Date: Wednesday, February 19th @ 4:30 pm
Location: Board Room, Room 6329, 6th floor Sennott Square Building, Pitt Campus
1st Speaker: Danai Koutra, PhD CMU CS
2nd Speaker: Roxana Gheorghiu, PhD Pitt CS
 

1st Speaker: Danai Koutra, PhD CMU CS
Title: BiG-Align: Fast Bipartite Graph Alignment
Abstract:
How can we find the virtual twin (i.e., the same or similar user) on LinkedIn for a user on Facebook? How can we effectively link an information network with a social network to support cross-network search? Graph alignment – the task of finding the node correspondences between two given graphs – is a fundamental building block in numerous application domains, such as social networks analysis, bioinformatics, chemistry, pattern recognition.

In this work, we focus on aligning bipartite graphs, a problem which has been largely ignored by the extensive existing work on graph matching, despite the ubiquity of those graphs (e.g., users- groups network). We introduce a new optimization formulation and propose an effective and fast algorithm to solve it. We also propose a fast generalization of our approach to align unipartite graphs. The extensive experimental evaluations show that our method outperforms the state-of-art graph matching algorithms in both alignment accuracy and running time, being up to 10× more accurate or 174× faster on real graphs. This is joint work with Hanghang Tong (CUNY) and David Lubensky (IBM).
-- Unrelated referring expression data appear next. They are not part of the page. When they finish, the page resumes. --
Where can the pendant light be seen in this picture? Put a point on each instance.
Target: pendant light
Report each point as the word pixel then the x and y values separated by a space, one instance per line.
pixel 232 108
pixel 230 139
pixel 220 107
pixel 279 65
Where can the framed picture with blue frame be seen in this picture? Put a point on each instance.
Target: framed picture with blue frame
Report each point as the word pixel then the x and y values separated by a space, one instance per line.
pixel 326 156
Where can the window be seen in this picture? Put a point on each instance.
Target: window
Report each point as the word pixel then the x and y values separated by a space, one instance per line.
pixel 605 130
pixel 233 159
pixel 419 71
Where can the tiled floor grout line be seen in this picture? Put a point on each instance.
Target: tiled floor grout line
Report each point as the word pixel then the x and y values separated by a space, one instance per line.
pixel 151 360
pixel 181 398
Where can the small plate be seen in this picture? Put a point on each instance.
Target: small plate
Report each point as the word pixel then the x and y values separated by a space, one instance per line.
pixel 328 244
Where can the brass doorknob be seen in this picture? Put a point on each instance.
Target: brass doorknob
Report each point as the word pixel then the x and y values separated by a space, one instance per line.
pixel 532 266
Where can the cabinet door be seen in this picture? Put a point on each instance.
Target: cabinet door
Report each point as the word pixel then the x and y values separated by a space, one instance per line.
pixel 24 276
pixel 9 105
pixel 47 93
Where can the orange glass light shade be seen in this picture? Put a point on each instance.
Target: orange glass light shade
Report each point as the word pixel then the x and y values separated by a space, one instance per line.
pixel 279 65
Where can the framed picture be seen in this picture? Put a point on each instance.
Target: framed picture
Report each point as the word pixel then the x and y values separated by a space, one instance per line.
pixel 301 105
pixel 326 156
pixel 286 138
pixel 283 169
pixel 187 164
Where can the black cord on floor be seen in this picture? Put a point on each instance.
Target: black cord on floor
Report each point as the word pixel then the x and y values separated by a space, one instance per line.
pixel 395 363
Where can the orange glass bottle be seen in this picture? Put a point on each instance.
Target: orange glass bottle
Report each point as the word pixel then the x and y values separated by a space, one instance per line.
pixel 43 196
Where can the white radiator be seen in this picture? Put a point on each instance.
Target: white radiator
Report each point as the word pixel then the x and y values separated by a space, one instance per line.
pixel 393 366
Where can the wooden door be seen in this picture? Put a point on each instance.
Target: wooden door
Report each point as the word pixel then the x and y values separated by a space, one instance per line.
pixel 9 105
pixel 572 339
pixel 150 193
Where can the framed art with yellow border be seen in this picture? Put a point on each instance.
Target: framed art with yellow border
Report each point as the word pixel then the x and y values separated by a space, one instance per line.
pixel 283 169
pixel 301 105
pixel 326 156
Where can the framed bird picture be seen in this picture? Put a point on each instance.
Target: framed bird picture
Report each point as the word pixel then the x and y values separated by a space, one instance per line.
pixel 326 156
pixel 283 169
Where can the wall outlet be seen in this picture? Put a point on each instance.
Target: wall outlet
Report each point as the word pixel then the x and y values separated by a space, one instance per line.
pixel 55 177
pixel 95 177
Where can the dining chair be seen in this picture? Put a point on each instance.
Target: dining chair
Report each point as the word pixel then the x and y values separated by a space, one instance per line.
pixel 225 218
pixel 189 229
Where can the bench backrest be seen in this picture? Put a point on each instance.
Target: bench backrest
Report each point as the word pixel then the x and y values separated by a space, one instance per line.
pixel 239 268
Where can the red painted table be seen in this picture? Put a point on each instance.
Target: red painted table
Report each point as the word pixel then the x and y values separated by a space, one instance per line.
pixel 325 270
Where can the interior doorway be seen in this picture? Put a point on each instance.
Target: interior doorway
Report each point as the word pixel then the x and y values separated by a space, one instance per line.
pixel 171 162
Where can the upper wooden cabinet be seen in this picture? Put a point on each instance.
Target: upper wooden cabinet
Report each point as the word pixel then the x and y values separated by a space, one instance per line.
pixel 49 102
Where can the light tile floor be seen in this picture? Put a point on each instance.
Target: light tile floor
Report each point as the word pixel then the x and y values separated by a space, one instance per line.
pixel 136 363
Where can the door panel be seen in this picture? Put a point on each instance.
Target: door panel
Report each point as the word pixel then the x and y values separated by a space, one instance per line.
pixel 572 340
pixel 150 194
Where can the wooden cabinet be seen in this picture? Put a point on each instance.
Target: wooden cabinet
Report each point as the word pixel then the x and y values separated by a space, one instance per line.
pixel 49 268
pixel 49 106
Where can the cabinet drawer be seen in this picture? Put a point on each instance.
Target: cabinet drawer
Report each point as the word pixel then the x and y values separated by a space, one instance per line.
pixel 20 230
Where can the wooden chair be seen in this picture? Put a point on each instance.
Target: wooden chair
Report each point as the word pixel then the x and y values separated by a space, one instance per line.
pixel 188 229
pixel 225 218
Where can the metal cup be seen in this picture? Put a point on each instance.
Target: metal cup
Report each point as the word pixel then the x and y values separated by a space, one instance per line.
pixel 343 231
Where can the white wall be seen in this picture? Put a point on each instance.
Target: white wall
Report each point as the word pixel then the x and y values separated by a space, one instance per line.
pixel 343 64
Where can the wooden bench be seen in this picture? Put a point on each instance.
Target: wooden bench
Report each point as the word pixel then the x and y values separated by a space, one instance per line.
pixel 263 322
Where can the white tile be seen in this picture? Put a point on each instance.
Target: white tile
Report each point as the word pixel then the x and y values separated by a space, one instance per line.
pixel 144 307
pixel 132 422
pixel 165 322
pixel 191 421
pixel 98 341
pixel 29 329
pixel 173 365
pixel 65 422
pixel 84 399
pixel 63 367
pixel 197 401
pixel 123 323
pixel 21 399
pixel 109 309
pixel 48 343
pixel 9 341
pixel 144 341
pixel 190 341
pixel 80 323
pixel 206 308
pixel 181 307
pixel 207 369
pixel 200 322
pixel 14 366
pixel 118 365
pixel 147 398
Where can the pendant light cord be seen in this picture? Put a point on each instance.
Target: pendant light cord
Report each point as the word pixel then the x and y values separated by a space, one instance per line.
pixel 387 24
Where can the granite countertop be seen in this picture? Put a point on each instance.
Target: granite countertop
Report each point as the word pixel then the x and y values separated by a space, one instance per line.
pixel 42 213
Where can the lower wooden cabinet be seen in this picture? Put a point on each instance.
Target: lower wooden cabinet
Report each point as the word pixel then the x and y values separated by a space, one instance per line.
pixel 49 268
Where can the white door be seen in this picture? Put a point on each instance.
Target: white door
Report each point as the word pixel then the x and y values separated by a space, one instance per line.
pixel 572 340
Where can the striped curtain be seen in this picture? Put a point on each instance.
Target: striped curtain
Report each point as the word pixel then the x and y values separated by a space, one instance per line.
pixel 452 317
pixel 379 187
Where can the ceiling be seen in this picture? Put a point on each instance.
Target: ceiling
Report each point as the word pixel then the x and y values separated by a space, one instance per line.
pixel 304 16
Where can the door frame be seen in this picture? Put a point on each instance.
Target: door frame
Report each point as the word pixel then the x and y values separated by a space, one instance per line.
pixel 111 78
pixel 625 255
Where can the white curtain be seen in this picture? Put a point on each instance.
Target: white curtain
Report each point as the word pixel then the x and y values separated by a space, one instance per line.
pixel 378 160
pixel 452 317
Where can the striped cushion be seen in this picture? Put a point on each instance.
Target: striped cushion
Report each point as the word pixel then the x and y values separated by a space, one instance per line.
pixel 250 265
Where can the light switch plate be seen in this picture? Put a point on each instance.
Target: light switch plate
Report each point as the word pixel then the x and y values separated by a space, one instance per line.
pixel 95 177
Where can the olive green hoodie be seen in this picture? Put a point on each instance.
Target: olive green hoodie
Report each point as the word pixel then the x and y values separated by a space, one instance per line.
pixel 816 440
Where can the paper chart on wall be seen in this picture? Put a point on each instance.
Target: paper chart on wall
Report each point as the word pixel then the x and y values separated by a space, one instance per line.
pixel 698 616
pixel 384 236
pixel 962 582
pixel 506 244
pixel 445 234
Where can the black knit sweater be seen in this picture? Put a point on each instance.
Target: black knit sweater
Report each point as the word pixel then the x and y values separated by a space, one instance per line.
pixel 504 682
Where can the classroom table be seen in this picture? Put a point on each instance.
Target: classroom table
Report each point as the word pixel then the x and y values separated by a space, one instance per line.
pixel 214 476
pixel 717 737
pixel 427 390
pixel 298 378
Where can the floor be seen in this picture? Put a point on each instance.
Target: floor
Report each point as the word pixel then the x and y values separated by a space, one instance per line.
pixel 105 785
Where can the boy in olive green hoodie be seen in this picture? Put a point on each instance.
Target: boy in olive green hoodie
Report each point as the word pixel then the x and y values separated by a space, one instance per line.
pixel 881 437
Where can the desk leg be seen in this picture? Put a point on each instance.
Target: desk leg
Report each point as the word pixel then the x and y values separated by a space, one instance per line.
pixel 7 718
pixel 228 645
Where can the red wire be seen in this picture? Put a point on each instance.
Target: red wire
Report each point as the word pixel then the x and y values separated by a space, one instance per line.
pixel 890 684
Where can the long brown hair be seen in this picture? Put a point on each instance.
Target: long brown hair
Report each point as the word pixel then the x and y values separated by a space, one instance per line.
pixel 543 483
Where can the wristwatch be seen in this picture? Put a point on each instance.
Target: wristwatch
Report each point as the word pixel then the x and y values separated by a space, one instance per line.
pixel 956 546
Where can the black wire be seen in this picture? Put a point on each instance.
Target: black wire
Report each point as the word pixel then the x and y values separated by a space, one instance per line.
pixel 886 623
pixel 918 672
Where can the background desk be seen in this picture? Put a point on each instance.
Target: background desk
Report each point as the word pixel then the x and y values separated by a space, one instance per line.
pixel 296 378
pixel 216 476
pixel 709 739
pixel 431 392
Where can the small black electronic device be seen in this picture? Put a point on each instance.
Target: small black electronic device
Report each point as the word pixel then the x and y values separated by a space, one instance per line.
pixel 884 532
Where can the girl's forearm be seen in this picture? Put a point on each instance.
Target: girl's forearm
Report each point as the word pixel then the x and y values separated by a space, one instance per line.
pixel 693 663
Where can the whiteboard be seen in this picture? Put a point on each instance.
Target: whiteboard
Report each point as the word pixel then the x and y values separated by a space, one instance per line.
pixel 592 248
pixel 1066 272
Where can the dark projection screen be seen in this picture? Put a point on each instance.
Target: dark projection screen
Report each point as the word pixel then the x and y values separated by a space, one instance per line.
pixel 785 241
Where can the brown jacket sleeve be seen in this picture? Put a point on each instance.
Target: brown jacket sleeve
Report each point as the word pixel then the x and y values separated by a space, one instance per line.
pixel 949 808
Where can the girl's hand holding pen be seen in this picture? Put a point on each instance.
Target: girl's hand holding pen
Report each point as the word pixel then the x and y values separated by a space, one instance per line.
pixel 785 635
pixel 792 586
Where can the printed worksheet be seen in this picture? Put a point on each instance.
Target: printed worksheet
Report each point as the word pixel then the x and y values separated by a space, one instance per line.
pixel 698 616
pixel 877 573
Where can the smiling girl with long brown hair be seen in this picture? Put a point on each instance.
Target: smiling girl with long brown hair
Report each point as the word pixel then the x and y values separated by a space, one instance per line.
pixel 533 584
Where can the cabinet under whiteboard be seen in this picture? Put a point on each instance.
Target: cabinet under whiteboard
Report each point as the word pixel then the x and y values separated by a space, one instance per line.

2nd Speaker: Roxana Gheorghiu, PhD Pitt CS
Title: Towards a Practical Database Preference Model
Abstract:
In this work we present a theoretical framework and a practical system that supports both qualitative and quantitative preferences, at the same time. Our integrated system is used to hold, manipulate, and utilize preferences, stored in user profile preference graphs, in order to make a query result more relevant to users’ needs. One key contribution of our proposed system is the ability to support and combine intensity values, for both types of preferences, which allows us to detect the most preferred tuples based not only on how many preferences match a tuple but also on the combined intensity value. We use Neo4j as our system’s storage engine and we test the system using real data (extracted from DBLP). Our results demonstrate that intensity values hold a key role in determining the most relevant set of tuples in the query result.